The introduction of ancillary, exhaustive spatial information linked to salinity might improve the mapping of this attribute. Many researchers have shown that remote sensing, particularly within the visible spectral range, yields spatial information strongly correlated with salinity (Mougenot, 1993; Rahman et al., 1994; Khan et al., 2001; Metternicht and Zinck, 2003) or soil surface features with additional microwave remotely sensed data (Metternicht and Zinck, 1998; Sumfleth and Duttmann, 2007). Moreover, several researchers have demonstrated the advantage of combining data from remote sensing with pinpoint information observed on the ground (Bishop and McBratney, 2001; Carré and Girard, 2002). Several studies have explored the potential benefits of using secondary information to map different variables. For example, Goovaerts (2000) compared Thiessen polygons, Inverse Distance Weighting (IDW), SKLVM, kriging with an external drift and collocated cokriging for soil mapping properties. With the latter three approaches elevation was used as the secondary variable and these techniques resulted in smaller prediction errors than the univariate ones.
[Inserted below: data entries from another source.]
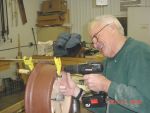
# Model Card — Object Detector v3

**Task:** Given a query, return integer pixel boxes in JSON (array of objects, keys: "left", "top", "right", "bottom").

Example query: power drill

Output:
[{"left": 64, "top": 62, "right": 107, "bottom": 108}]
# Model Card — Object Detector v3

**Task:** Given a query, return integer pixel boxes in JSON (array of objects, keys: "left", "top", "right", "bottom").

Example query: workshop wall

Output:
[
  {"left": 66, "top": 0, "right": 150, "bottom": 42},
  {"left": 37, "top": 0, "right": 150, "bottom": 42},
  {"left": 0, "top": 0, "right": 40, "bottom": 58},
  {"left": 0, "top": 0, "right": 40, "bottom": 83}
]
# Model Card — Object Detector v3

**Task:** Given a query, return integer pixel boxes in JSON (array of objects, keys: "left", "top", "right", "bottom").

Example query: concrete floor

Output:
[{"left": 0, "top": 91, "right": 24, "bottom": 111}]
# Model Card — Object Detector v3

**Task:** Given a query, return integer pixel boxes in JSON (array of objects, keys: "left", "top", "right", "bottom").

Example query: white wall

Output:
[
  {"left": 67, "top": 0, "right": 117, "bottom": 42},
  {"left": 66, "top": 0, "right": 149, "bottom": 42},
  {"left": 0, "top": 0, "right": 40, "bottom": 58},
  {"left": 128, "top": 7, "right": 150, "bottom": 44}
]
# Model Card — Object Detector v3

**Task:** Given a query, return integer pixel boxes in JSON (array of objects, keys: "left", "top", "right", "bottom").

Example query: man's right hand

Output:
[{"left": 59, "top": 71, "right": 80, "bottom": 97}]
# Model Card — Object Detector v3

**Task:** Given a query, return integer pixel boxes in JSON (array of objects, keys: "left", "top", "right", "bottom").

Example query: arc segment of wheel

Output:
[{"left": 25, "top": 63, "right": 71, "bottom": 113}]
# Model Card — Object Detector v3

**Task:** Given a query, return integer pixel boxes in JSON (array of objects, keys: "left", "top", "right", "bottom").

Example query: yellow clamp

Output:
[
  {"left": 54, "top": 57, "right": 62, "bottom": 76},
  {"left": 23, "top": 56, "right": 34, "bottom": 71}
]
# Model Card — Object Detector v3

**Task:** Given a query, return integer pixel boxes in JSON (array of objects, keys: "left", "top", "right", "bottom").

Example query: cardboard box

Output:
[
  {"left": 50, "top": 0, "right": 67, "bottom": 12},
  {"left": 37, "top": 12, "right": 65, "bottom": 26},
  {"left": 41, "top": 1, "right": 51, "bottom": 12},
  {"left": 37, "top": 20, "right": 64, "bottom": 27},
  {"left": 38, "top": 14, "right": 64, "bottom": 21},
  {"left": 41, "top": 0, "right": 67, "bottom": 12}
]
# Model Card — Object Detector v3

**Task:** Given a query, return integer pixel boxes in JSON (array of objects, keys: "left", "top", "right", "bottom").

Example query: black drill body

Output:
[
  {"left": 64, "top": 62, "right": 107, "bottom": 108},
  {"left": 64, "top": 62, "right": 103, "bottom": 75}
]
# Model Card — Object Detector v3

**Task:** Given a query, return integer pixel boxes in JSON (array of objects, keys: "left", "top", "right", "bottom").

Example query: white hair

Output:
[{"left": 89, "top": 15, "right": 124, "bottom": 35}]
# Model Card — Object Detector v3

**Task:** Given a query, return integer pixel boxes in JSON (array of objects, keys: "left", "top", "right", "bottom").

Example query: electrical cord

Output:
[{"left": 0, "top": 43, "right": 36, "bottom": 51}]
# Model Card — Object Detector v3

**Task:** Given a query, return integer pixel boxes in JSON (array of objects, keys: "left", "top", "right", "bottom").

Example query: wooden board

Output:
[
  {"left": 32, "top": 55, "right": 105, "bottom": 65},
  {"left": 0, "top": 62, "right": 10, "bottom": 71},
  {"left": 18, "top": 0, "right": 27, "bottom": 24}
]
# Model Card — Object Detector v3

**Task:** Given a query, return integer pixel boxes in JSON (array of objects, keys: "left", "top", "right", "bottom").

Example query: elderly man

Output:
[{"left": 59, "top": 15, "right": 150, "bottom": 113}]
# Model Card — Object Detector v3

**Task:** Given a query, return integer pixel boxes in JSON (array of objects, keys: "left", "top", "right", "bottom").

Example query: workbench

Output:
[
  {"left": 0, "top": 55, "right": 104, "bottom": 113},
  {"left": 32, "top": 55, "right": 105, "bottom": 65}
]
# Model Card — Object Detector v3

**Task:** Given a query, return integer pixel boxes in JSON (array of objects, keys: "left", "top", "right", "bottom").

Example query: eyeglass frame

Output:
[{"left": 92, "top": 23, "right": 111, "bottom": 44}]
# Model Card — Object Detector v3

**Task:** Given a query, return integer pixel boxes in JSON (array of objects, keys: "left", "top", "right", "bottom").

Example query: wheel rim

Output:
[{"left": 25, "top": 63, "right": 72, "bottom": 113}]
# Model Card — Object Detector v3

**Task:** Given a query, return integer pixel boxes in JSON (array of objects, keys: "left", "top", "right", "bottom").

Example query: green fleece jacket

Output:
[{"left": 89, "top": 37, "right": 150, "bottom": 113}]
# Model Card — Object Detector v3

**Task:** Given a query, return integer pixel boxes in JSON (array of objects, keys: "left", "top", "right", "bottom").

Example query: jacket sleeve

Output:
[{"left": 108, "top": 49, "right": 150, "bottom": 113}]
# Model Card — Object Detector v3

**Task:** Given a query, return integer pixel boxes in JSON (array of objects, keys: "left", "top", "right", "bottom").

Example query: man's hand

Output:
[
  {"left": 59, "top": 71, "right": 80, "bottom": 97},
  {"left": 83, "top": 74, "right": 111, "bottom": 93}
]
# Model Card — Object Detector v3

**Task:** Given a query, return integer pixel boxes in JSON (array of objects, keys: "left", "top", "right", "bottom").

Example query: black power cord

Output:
[{"left": 0, "top": 43, "right": 35, "bottom": 51}]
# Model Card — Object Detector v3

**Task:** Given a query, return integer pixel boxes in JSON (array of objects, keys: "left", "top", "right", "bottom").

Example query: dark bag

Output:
[{"left": 53, "top": 32, "right": 81, "bottom": 57}]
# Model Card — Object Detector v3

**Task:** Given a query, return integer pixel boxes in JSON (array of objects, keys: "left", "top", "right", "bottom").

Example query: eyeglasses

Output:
[{"left": 92, "top": 23, "right": 111, "bottom": 44}]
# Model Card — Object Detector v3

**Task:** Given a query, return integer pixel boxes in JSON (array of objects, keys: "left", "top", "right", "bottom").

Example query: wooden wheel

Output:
[{"left": 25, "top": 63, "right": 72, "bottom": 113}]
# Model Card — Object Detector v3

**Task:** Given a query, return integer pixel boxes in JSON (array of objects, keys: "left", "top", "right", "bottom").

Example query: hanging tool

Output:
[
  {"left": 9, "top": 0, "right": 18, "bottom": 27},
  {"left": 18, "top": 0, "right": 27, "bottom": 24},
  {"left": 32, "top": 28, "right": 38, "bottom": 51},
  {"left": 0, "top": 0, "right": 6, "bottom": 42},
  {"left": 16, "top": 36, "right": 23, "bottom": 73},
  {"left": 9, "top": 0, "right": 14, "bottom": 26},
  {"left": 5, "top": 0, "right": 9, "bottom": 39},
  {"left": 0, "top": 0, "right": 2, "bottom": 41},
  {"left": 0, "top": 0, "right": 9, "bottom": 42},
  {"left": 14, "top": 0, "right": 18, "bottom": 26}
]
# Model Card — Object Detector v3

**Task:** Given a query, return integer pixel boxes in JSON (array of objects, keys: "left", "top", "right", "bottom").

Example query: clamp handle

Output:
[
  {"left": 54, "top": 57, "right": 62, "bottom": 76},
  {"left": 23, "top": 56, "right": 34, "bottom": 71}
]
Remotely sensed data can be useful for improving existing coarse-scale soil survey information at a regional scale. Thus, Odeh and McBratney (2000), Bishop and McBratney (2001) and Kerry and Oliver (2003) demonstrated that AVHRR (Advanced Very High Resolution Radiometer) data from the NOAA (National Oceanic and Atmospheric Administration) series of satellites, bare soil LANDSAT TM (Thematic Mapper) imagery and bare soil aerial colour photograph have been useful for the field-extent creation of different soil property maps using different prediction models (statistical and geostatistical techniques). They used the soil spectral variation for spatial prediction of soil attributes at a regional scale. The major objectives of our study was to compare different prediction methods such as Simple Linear Regression (SLR), Ordinary Kriging (OK) and method that make use of secondary or ancillary variables (LISS-III receiver data from IRS-P6) as a part of prediction such as Simple Kriging with a Locally Varying Mean (SKLVM) in order to determine the most appropriate approach to spatially transfer data from a limited number of sampling points to unsampled locations.
MATERIALS AND METHODS
Study site: The study area is found in Badjgah plain that located in Fars province, Southern Iran at geographical coordinates of 29°42` to 29°46` N latitude and 53°10` to 53°17` E longitude. Soils of the region were developed over the limestone parent material. The mean annual precipitation, evaporation and temperature are 333.4 and 919.1 mm and 15.2°C, respectively. Soil moisture and temperature regime are xeric and thermic, respectively. According to the USDA Soil Taxonomy (Soil Survey Staff, 2006), the soil at the study region was classified as fine, mixed, mesic, Fluventic Calcixerepts.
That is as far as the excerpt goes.